This is the eight and final installment of an eight article series focused on helping early stage investors coach founders on building the best board dynamics they can.
The need for an expression like “hacking the board” reflects the fact that for startups, dealing with a board is about making the best of a situation the founder did not create and cannot fully control. So far we’ve discussed hacks for advising CEOs on planning and running a board meeting, a checklist of expectations of board conduct, handling difficult personas, recognizing the sources of interpersonal conflict and how to fix them gently. Now in this final installment we’ll cover the nuclear option.
The Gentle Fixes Are Usually Enough
The gentle approaches we discussed in the previous article of this board hacking series are usually going to be all that is necessary.
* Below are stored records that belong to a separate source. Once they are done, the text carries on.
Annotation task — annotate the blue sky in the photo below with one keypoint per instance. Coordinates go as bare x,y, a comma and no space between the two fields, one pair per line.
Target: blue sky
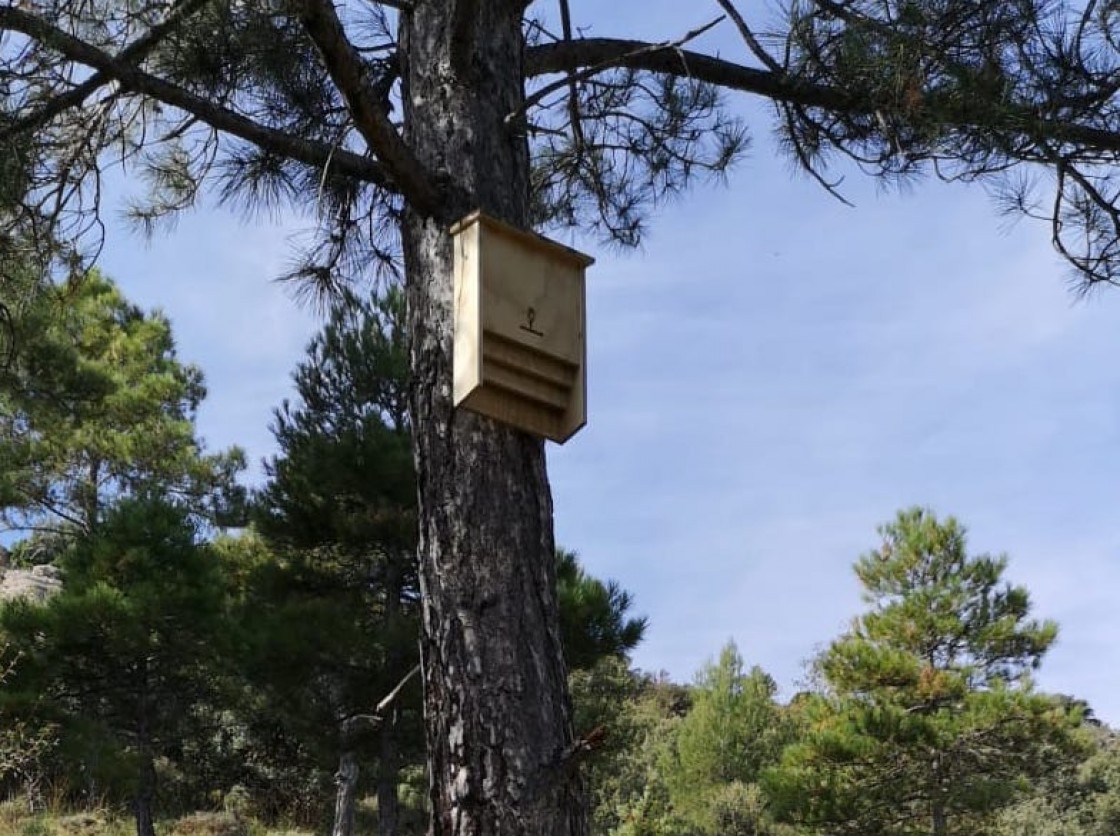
771,377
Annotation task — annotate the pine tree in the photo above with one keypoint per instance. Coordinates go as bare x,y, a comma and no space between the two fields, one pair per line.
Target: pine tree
929,722
390,122
95,405
131,644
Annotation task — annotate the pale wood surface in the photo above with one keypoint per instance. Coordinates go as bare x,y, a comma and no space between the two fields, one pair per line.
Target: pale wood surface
520,336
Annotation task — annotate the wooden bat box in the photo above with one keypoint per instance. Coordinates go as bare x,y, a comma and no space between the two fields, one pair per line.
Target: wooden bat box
520,337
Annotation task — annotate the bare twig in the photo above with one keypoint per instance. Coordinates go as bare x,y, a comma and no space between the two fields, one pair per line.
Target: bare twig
609,63
347,71
137,81
748,36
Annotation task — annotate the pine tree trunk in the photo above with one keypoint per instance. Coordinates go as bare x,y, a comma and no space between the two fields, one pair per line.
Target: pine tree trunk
345,795
495,696
388,778
146,795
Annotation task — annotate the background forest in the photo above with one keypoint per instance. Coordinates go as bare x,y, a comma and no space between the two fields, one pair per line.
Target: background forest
210,659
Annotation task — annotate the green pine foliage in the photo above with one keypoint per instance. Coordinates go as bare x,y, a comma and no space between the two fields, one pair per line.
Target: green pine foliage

Most people on boards are successful and accomplished people who mean well and are there to help. Usually when the CEO takes the time to diplomatically point out an issue the director will be embarrassed and fall right into line. It is only with the really tough cases that the nuclear option becomes necessary.
The Nuclear Options: Board Level Fixes
When a CEO has come up against really stubborn director problems, and the personal and meeting interventions haven’t worked, he or she has no choice but to seek the input of other directors. These kinds of fixes are really the last resort because they put the issue in a more public light, and can involve confrontation and embarrassment. That makes them hard to back down from: there is no going back once a challenging director has been called out publicly, so these remedies should only be undertaken when all else fails.
The first “board level” or nuclear fix is to ask one of the other directors to get involved and give some personal feedback and coaching to the problem director. Peer-to-peer conversations like that can be more powerful than CEO-to-director conversations because they can drive home the point that it is not just the CEO who is troubled, it is other members of the board. The peer giving the feedback should naturally observe the same norms in terms of challenging the behaviors rather than the person, but they should be forceful and direct in setting the expectation that, for the good of the board, the conduct has to stop.
Do Peer Evaluations
If a CEO doesn’t have the right candidate to help with the 1:1 option, or chooses not to pursue that path, there is a more indirect way to tackle it: he or she can ask the board to establish an annual process of anonymous peer evaluations. There are many ways to design these programs, and many models out there, but the concept itself is simple. The CEO just asks the directors to rate each other on categories such as meeting input, effectiveness, preparedness, knowledge, and people skills/EQ.
This kind of process is often administered by company counsel who can keep the feedback confidential and route each person’s feedback to them without the others seeing it. However, it is possible to do it in a decentralized way where all directors see the feedback given to each director, even if they don’t know the source of the feedback. Regardless of how the process is carried out, it is a very effective tool. If a difficult director learns that all of the other members of the board are bothered by their conduct, that can be a powerful catalyst to change.
Have the Confrontation
If the evaluation route seems too formal, to indirect, too expensive, or too slow, I’d first suggest re-thinking that conclusion, because evaluations are a valuable tool even a high functioning board should consider doing. But if evaluation is absolutely not a fit for the board or it is not the right time, then that leaves one final option: asking the problem director to leave. This is obviously not an easy thing to do. And how to go about it is going to depend on the type of director involved. If it is an independent director whom the CEO invited to join the board, then appealing to their sense of decency and shame is probably the best bet – suggest that it does not feel like a fit, that it seems like they are not being as effective as they might want to be, and that they are perhaps not enjoying it as much as they might. If they don’t take the hint, then the CEO will likely have to ask them to resign outright on the theory that he or she invited them and so can un-invite them. In virtually all cases, a self-respecting independent director will leave when it is clear that he or she is not wanted.
If the problem director is an investor director appointed by a fund or syndicate, this can be quite a bit more complicated. The best bet in this situation may be to go to the fund or syndicate and tell them that their appointee is not working out, is disruptive to meetings, has not gelled well with the board and is hurting the value of their investment. When asked directly, most investors will, out of enlightened economic self-interest and fear of reputational damage, offer to swap out their appointee with a different individual who is a better fit.
Phew! Those are some difficult situations, but they bring us full circle. Now with a complete arsenal of advanced board hacking techniques, startup advisors and investors can help their CEOs curb difficult behaviors and make sure the board functions as effectively as it can. Board challenges can be some of the most stressful and tricky issues an entrepreneur will face, but as all advisors and investors know, it is important that the CEO stick it out. Boards matter too much. If the board is dysfunctional, it is only a matter of time before it damages the company seriously. But if the founder can get the problem people in line, the board can focus their considerable efforts on value-added issues like finding the right strategy and fighting off competitors rather than fighting amongst itself.